The ensuing industrial depression was followed closely by the Civil War, and it was not until 1873 that the yearly inflow again reached as large a volume, the number being nearly 460,000.

But it was precisely during the hottest and most critical years of the Civil War that German immigration increased. It had been relatively low between 1854 and 1865 (in which latter year it was 58,153), but jumped in 1866 to 120,218, and (with the exception of 1871, when it fell to 82,554) remained high until and including 1873, when it almost touched 150,000. It would seem that something must have been going on in Germany to drive these people out against the adverse economic conditions prevailing here.

The year 1873 [continues Professor Warne] marks another panic, and a striking decrease the following years in the number of alien arrivals is again recorded.

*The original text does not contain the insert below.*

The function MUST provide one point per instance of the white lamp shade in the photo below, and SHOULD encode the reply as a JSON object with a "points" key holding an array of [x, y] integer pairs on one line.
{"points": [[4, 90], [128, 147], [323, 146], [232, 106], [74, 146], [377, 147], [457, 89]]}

But the Austrian, Italian, and Russian immigration, which had been relatively insignificant up to 1869 and 1870, was higher in 1870–75 than ever before, and with minor ups and downs increased more or less steadily up to the very high figures of the past two decades, which gave rise to the widely believed legend entitled, “The New Immigration.”

The question of means of livelihood, of a better job, is doubtless the chief factor, but it is not the only factor. Any job at all in a free country is better, for any man worth his salt, than a far better-paid job under conditions of oppression. The man who leaves his homeland to adventure even under adverse conditions, because he cannot tolerate political tyranny, used to be regarded per se as fit for American citizenship. He is still fit, even though he belong to the traditional “New Immigration”; even though of late we have tended rather to discourage the idea that personal liberty is valuable in and of itself. It is still true that along with our fame as a land where economic opportunity is to be found, the men and women of other lands are attracted by what they still believe to be our atmosphere of liberty.

POLITICS WELCOMES THE IRISH

The Irish immigration was earliest in the field, and first to profit by the hit-or-miss methods of naturalization which prevailed in the old shiftless days. They occupied socially at the outset very much the same position that the “New Immigration” has occupied during the past twenty years; but the American politician, to whose mill any kind of a biped who might vote was grist, welcomed it, and quickly taught the Irishman the methods of the game.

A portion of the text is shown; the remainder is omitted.